The old SPF, or sun protection factor, didn’t give us the whole picture. The testing only measured protection against UVB rays. Today, we know that there are two kinds of harmful ultraviolet rays: UVA, which cause premature aging of the skin and are used in tanning beds, and UVB, which cause sunburns. Both play a role in the development of skin cancer.
The Food and Drug Administration has proposed new guidelines for the marketing of over-the-counter products containing sunscreen beginning this summer. The FDA is requiring companies to be more accountable and transparent in the marketing of their products. And that’s good news for consumers.
Products now have to undergo successful testing to claim they offer “broad-spectrum sun protection” (protection against both UVA and UVB rays), and will be allowed to state they help reduce the risk of cancer and early skin aging only if they contain SPF 15 or higher.
They also have to include water-resistance times — or how long the product should last during swimming or sweating — as well as be more conservative in the product’s claims. For example, companies are no longer allowed to call their products “sunblock,” “sweatproof,” or “waterproof,” which overstates their effectiveness.
It also should be noted that a sunscreen drug product that is promoted for use as a combined sunscreen/insect repellant is not effective.
4 ways to protect your skin
- Cover up. Even when it is hot, lightweight, breathable clothing can keep you cool and your skin safe.
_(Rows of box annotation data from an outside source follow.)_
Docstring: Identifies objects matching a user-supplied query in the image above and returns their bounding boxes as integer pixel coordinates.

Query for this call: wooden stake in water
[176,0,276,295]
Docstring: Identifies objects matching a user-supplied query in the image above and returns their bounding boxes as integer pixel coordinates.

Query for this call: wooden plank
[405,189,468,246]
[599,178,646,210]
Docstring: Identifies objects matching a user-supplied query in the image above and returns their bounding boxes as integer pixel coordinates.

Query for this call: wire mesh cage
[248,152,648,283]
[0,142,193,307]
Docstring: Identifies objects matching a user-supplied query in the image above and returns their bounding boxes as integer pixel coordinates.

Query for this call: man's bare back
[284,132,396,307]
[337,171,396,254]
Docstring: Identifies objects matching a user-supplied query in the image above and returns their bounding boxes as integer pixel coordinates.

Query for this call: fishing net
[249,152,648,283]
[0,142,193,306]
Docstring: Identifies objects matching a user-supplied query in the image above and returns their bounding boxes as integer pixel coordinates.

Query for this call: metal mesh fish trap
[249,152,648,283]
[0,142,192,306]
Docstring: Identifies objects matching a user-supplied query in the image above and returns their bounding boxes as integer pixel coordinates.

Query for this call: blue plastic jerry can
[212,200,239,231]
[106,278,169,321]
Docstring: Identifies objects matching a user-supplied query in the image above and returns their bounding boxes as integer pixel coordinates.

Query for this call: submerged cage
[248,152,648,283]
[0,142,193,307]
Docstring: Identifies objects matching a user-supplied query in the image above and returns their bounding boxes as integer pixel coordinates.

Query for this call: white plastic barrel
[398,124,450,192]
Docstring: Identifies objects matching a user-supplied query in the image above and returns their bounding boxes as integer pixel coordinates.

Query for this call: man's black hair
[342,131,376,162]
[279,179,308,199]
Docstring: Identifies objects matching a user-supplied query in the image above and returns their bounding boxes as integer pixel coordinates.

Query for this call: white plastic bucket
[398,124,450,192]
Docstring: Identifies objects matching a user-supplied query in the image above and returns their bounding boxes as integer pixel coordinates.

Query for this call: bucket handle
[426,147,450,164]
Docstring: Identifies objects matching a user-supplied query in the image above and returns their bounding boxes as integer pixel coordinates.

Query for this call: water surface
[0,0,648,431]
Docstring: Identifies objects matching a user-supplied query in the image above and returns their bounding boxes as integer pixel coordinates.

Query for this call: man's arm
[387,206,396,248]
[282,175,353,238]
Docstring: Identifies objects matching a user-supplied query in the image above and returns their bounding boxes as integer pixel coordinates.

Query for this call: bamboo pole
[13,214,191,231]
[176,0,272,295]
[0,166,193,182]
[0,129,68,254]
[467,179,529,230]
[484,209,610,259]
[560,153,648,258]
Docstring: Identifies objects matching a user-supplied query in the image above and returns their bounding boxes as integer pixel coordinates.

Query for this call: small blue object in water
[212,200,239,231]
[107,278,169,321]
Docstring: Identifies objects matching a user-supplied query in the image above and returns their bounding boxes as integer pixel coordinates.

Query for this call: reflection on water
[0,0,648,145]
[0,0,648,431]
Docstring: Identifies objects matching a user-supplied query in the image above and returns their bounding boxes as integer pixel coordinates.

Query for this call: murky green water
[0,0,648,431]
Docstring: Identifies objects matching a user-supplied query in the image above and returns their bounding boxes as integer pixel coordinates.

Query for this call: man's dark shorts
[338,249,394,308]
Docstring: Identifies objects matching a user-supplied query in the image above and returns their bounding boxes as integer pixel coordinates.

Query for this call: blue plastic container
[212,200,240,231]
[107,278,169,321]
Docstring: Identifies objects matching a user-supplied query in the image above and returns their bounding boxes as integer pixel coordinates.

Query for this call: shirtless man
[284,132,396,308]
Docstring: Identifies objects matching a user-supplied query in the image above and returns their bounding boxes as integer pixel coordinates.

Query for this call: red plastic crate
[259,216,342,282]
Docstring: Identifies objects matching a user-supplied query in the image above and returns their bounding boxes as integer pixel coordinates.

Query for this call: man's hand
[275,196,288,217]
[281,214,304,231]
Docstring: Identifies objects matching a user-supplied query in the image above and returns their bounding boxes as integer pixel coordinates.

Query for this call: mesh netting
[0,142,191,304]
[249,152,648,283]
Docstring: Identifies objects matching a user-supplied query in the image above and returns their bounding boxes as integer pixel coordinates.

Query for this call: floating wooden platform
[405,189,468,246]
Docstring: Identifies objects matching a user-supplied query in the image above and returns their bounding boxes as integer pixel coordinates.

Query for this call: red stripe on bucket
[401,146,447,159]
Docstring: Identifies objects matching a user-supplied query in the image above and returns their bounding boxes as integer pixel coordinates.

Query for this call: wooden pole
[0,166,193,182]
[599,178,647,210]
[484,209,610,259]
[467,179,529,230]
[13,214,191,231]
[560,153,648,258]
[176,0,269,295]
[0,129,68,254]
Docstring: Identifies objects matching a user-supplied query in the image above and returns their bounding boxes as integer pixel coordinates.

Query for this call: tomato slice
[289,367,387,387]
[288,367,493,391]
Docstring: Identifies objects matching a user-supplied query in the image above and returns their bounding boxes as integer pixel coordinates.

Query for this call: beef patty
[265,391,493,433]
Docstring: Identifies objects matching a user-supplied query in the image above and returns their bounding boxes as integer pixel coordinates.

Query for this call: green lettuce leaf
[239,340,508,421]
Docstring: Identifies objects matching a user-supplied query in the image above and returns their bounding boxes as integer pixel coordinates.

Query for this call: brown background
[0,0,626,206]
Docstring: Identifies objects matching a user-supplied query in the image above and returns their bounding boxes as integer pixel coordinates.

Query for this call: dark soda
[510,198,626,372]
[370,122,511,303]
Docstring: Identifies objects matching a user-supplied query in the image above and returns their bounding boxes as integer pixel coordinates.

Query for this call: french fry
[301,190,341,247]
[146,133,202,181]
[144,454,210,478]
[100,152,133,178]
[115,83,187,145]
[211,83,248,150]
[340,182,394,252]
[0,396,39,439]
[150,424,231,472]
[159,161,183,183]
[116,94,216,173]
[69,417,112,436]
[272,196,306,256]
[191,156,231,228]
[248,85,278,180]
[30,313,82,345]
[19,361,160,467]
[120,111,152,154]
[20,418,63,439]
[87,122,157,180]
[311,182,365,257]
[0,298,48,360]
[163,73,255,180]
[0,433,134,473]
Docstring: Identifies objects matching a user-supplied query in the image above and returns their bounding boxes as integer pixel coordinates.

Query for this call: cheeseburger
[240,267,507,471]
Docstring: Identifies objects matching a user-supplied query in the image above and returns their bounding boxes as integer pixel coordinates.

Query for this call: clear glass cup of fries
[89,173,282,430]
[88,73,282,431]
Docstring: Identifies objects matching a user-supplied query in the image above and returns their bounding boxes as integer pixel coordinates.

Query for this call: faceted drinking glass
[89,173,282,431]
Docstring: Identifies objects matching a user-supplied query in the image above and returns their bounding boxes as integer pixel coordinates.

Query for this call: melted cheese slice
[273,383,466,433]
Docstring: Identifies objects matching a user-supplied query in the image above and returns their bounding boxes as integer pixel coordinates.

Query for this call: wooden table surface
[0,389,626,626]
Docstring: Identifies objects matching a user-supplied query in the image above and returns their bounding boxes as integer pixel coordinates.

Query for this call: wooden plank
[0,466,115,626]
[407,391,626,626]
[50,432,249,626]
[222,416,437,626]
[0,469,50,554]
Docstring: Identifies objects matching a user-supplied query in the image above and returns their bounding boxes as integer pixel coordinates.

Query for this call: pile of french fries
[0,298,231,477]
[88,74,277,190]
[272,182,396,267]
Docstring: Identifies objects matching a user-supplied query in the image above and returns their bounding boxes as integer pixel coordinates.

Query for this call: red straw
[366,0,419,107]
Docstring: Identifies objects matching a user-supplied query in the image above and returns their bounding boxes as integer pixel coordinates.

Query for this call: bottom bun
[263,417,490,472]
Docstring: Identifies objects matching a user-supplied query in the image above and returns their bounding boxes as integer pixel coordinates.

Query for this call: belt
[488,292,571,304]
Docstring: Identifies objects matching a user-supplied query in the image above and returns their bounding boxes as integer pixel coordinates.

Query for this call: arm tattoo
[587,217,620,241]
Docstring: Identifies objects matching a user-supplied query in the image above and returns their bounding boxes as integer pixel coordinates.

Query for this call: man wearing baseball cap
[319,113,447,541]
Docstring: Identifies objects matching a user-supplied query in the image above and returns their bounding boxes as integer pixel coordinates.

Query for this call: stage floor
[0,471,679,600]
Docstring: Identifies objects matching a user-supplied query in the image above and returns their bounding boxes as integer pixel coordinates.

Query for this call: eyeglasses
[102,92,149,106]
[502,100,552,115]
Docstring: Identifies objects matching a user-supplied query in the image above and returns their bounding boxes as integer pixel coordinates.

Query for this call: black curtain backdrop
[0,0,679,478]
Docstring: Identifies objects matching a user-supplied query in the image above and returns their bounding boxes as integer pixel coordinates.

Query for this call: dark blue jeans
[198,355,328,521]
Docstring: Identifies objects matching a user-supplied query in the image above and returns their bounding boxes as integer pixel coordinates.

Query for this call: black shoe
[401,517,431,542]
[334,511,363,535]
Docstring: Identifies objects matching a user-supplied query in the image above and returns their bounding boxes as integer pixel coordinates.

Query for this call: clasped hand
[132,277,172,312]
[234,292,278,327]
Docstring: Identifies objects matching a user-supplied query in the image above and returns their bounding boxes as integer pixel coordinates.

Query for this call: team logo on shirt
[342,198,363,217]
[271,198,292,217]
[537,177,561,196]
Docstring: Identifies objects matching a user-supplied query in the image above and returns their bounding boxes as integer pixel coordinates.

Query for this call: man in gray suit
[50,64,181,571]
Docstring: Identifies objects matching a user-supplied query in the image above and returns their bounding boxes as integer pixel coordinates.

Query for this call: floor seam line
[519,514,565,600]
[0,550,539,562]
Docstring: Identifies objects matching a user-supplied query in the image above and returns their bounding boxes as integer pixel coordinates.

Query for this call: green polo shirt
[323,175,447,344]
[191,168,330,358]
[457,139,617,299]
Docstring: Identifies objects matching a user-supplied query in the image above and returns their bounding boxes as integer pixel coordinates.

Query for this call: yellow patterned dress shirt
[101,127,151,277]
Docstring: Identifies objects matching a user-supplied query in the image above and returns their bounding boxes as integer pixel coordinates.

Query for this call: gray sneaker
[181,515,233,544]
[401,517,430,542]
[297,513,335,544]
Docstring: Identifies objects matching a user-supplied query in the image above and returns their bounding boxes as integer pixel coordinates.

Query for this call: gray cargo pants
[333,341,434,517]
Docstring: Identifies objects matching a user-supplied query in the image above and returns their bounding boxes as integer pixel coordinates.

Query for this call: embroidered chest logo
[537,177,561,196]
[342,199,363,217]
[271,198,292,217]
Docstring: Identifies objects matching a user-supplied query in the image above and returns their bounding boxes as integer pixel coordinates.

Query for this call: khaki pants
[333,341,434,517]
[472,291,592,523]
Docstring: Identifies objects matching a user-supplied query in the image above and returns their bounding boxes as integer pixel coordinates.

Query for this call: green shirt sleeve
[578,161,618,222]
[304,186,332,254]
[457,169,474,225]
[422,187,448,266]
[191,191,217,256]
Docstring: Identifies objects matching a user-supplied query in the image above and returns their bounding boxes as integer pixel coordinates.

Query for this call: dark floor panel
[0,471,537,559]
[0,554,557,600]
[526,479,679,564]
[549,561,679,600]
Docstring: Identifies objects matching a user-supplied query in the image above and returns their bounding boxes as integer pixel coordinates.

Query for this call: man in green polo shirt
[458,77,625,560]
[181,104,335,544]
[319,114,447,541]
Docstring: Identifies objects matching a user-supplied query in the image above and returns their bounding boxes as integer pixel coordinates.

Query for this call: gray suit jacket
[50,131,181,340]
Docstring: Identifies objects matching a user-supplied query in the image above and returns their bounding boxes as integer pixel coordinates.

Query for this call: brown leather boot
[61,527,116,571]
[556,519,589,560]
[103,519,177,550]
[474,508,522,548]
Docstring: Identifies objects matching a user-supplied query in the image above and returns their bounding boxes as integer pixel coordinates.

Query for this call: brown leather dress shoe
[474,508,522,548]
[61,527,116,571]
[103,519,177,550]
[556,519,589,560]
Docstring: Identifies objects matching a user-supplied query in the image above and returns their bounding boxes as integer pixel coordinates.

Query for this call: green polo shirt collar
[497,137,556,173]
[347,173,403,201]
- Wear a hat. Choose one that shields your head and shoulders from the sun.
- Apply sunscreen correctly. Use about 2 tablespoons, and apply 20 to 30 minutes prior to going outdoors. I recommend an SPF 30 or higher. Evenly cover your body, from head to toe. Reapply at least every 2 hours, more often if you’re swimming or sweating.
- Limit exposure. Seek the shade between 10 a.m. and 4 p.m. when the sun’s rays are strongest.